ARTitecture des Monats (12): Dorothee von Windheim

ARTitecture des Monats präsentiert Werke, die ARTitecture thematisieren, quer durch alle Epochen und Kontinente, alle Stile und Techniken, von bekannten Künstlern und Künstlerinnen ebenso wie vom zeitgenössischen Nachwuchs.

Und das Beste – wir freuen uns auf Input! Hier könnt ihr, liebe Leser und Leserinnen, euch mit einbringen. Lasst uns wissen, welches euer ARTitecture-Werk des Monats ist, das hier unbedingt vorgestellt werden sollte! Hier in den Kommentaren, bei Facebook oder per Email. Wir sind gespannt auf eure Favoriten!

ARTitecture of the month is putting art works on the spot that show ARTitecture, through all epochs and continents, all styles and techniques, from well-known artists to the contemporary generation.

And it gets better – we are looking forward for your input! Dear readers, let us know which is your ARTitecture art work of the month and share your  favorites with us, using the comments here or on facebook or email it to us directly.

Dorothee von Windheim, Fortezza da Basso, Abgenommener Mauerputz, 1975 (Foto: Museum Wiesbaden)

Dorothee von Windheim, Fortezza da Basso, Abgenommener Mauerputz, 1975 (Foto: Museum Wiesbaden)

Ein Gastbeitrag von Jens Andres, www.jens-andres.de

Dorothee von Windheim begann Anfang der 1970er-Jahre mit ihrer Werkgruppe der Mauerabnahmen und Wandhäutungen.
Mithilfe einer Technik, die Restauratoren verwenden, um Putz von Gebäuden abzunehmen, „häutete“ sie baufällige Maueroberflächen von Gebäuden in Italien. Diese Wandpartien können unterschiedliche Gebäudeelemente wie Fenster- und Türaussparungen, Bögen, Pfeiler oder andere Baustrukturen sowie Wandmalereien und Buchstaben beinhalten.

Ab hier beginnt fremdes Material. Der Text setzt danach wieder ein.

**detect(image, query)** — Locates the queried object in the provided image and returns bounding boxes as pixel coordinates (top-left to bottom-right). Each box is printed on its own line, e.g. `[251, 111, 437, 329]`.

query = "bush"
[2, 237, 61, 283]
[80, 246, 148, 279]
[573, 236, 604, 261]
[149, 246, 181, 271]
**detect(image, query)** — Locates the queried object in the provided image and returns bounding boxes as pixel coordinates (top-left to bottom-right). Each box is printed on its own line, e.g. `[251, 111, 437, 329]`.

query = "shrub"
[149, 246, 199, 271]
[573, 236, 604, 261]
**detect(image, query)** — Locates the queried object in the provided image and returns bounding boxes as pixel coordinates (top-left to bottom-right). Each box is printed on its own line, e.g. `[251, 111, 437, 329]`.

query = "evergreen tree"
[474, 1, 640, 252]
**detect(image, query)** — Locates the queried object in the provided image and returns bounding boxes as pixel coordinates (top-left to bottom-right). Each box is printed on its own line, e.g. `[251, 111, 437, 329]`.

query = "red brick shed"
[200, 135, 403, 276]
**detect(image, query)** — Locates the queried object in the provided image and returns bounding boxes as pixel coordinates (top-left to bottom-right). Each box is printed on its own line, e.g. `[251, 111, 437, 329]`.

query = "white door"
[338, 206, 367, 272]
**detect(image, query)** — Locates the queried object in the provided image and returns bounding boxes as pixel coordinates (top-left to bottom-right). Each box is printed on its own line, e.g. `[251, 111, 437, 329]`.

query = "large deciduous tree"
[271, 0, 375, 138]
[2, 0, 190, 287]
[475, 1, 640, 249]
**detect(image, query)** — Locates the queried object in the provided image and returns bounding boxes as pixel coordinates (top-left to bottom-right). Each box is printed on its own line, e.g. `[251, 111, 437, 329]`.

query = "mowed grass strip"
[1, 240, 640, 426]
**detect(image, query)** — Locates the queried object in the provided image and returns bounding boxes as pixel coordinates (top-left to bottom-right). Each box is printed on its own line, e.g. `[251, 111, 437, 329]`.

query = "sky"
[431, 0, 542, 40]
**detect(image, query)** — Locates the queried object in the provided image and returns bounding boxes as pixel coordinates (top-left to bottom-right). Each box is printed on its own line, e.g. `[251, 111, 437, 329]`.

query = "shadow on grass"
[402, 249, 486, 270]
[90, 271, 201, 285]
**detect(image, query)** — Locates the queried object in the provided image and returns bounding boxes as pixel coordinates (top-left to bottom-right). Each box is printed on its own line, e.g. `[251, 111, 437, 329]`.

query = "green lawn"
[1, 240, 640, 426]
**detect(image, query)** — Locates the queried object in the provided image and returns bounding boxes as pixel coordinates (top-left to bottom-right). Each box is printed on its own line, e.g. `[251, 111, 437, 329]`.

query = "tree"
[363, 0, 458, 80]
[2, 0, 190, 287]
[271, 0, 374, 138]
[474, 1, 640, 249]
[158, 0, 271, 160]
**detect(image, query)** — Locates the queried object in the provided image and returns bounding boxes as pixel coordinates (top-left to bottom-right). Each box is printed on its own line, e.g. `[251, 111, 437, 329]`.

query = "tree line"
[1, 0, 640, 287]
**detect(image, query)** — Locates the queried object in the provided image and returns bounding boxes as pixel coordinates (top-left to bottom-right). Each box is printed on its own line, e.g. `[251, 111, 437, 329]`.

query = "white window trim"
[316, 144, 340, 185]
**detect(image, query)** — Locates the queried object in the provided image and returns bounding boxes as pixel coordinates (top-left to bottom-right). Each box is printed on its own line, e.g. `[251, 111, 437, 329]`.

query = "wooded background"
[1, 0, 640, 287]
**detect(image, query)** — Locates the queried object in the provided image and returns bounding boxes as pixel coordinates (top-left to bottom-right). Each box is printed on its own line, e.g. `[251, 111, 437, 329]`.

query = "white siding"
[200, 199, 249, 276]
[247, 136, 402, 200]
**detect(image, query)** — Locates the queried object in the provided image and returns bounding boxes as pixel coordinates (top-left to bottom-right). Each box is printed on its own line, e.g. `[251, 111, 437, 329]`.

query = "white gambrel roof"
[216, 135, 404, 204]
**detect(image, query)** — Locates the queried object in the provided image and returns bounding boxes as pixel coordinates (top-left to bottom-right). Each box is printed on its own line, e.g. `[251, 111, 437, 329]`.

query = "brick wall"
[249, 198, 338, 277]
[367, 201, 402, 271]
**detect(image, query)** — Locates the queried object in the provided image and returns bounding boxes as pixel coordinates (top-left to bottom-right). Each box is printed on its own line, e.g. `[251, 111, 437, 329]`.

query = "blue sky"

Aus ihrem ursprünglichen Kontext im Stadtraum herausgelöst werden sie zu eigenständigen Objekten, die mit einem Irritationsmoment jedoch im Betrachter auch wieder die Frage nach der Herkunft stellen.
Mit ihren gebröckelten, zerklüfteten Strukturen und unterschiedlichsten Farbresten zeigen diese Wandoberflächen die Abläufe der Zeit auf. Mit großer suggestiver Kraft wirken sie auf den Betrachter und lösen vielfältige Assoziationen in ihm aus. Fragen nach den Geschehnissen aufwerfend, die diese Objekte erlebt haben mögen. Von der Malerei kommend hat sich Dorothee von Windheim auch bei der Arbeit mit neuen Medien und Techniken als Malerin bezeichnet. Und so interessierten sie auch die lebendigen Farbwelten der Wandelemente, die mit ihrer malerischen Anmutung Faszination ausüben.